- Sean Cayton
- We have some bumps that are clear in the road and we need to address them. Colorado College President Dick Celeste
The new president of Colorado College, Dick Celeste, says he is working to address concerns among some of the college's support staff that they are treated as "second-class citizens" compared with faculty and administrators on campus.
Celeste, the former Ohio governor and ambassador to India who joined CC in July, says he became aware of the concerns during meetings with support staff in recent months.
"What became evident to me in the course of this conversation was that there are distinctions on the college campus," Celeste said.
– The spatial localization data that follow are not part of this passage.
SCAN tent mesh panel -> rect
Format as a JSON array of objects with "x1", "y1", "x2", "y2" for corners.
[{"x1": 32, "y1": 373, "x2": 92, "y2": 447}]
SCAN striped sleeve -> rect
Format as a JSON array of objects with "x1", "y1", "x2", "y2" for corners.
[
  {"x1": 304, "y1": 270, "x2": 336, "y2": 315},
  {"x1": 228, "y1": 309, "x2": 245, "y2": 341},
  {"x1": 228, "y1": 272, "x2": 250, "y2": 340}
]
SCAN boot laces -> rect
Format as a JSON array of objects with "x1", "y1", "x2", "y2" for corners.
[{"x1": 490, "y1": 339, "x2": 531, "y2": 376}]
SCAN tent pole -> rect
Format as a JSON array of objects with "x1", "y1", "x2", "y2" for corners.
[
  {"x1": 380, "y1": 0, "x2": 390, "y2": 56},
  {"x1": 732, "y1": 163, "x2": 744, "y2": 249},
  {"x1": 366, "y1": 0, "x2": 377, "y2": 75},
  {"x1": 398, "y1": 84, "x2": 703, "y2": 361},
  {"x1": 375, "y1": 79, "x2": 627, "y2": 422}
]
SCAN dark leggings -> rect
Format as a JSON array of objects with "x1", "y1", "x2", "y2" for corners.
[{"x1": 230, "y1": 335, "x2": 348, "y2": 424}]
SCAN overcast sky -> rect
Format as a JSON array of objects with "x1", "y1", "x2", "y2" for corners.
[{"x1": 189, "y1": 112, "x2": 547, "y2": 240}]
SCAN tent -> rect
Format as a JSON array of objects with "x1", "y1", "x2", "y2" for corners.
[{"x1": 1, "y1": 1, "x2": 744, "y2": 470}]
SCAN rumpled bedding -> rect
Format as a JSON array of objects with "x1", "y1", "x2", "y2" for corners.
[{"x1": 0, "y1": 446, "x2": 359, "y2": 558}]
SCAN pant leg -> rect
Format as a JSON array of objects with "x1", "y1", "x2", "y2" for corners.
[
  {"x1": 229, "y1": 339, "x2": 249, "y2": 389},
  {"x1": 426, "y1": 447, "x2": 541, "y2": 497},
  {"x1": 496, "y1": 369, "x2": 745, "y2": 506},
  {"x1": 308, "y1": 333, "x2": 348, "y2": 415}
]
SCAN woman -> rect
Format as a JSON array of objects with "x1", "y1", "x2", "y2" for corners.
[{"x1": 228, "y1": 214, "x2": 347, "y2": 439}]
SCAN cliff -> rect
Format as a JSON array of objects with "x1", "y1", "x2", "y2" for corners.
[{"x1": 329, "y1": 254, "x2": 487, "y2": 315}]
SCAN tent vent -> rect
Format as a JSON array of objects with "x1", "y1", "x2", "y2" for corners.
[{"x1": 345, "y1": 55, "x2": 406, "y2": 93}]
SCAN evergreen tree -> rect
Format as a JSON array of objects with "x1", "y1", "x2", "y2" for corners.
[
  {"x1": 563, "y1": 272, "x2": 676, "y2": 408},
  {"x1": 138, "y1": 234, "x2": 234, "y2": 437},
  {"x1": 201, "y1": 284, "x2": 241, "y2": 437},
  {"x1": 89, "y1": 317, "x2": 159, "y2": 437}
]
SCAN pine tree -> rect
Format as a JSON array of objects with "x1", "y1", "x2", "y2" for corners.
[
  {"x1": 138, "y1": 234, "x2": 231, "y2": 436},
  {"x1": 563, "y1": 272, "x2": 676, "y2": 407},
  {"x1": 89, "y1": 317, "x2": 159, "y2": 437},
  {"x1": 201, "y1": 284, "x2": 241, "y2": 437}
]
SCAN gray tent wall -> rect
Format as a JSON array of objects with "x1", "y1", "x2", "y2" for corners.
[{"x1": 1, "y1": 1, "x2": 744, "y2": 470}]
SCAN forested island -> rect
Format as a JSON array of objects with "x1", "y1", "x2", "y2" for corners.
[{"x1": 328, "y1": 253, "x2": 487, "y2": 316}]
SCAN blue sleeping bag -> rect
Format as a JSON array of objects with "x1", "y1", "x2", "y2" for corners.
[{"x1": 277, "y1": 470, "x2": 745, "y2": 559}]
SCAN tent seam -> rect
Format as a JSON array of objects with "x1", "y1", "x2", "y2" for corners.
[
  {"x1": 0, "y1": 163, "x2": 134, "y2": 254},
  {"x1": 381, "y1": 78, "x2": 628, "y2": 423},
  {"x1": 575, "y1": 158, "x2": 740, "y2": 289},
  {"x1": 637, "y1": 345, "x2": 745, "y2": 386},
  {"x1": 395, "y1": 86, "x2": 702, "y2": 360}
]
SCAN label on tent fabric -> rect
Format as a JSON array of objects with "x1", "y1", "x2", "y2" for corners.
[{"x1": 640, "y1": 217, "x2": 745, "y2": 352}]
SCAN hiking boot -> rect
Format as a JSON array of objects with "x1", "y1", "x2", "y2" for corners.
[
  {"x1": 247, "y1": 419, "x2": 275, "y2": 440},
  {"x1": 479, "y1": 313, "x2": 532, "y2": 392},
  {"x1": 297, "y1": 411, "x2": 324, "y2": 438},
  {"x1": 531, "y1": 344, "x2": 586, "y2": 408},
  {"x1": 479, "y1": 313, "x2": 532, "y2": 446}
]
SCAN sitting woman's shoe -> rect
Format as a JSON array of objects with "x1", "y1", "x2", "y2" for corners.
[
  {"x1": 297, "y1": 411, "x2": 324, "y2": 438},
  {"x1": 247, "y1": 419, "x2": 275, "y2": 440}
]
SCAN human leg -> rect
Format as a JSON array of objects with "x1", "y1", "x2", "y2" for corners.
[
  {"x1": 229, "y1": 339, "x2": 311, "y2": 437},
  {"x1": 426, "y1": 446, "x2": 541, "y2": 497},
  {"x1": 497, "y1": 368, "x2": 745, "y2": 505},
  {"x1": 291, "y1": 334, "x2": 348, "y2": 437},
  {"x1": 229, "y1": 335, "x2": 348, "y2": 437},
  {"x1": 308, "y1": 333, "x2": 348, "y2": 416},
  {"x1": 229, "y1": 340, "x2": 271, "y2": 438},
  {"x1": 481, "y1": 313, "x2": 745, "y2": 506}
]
The situation varies from office to office, he said, but in some offices "people feel as though they are treated as second-class citizens if they're in a support role."
Complaints from some support staff -- including administrative assistants, researchers and librarians -- include the perception that they are not invited to key office meetings and other events, Celeste said.
"We don't have a mountain here in terms of a problem," he said. "We have some bumps that are clear in the road and we need to address them, and I think people are of a mind to do that."
Celeste recently gave his blessing to an informal survey carried out by a support-staff representative, who sent out a memorandum to colleagues soliciting their input.
"President Celeste is asking for comments on and solutions to the alleged caste system and perceived segregation among faculty, administrators and support staff at CC," the memo stated.
Elizabeth Pudder, chairwoman of the college's Support Staff Advisory Committee, declined to discuss the matter in detail other than to say that support staff feel "separate" from other staff on campus.
The memorandum soliciting comments on the issue "got an overwhelming response," Pudder said.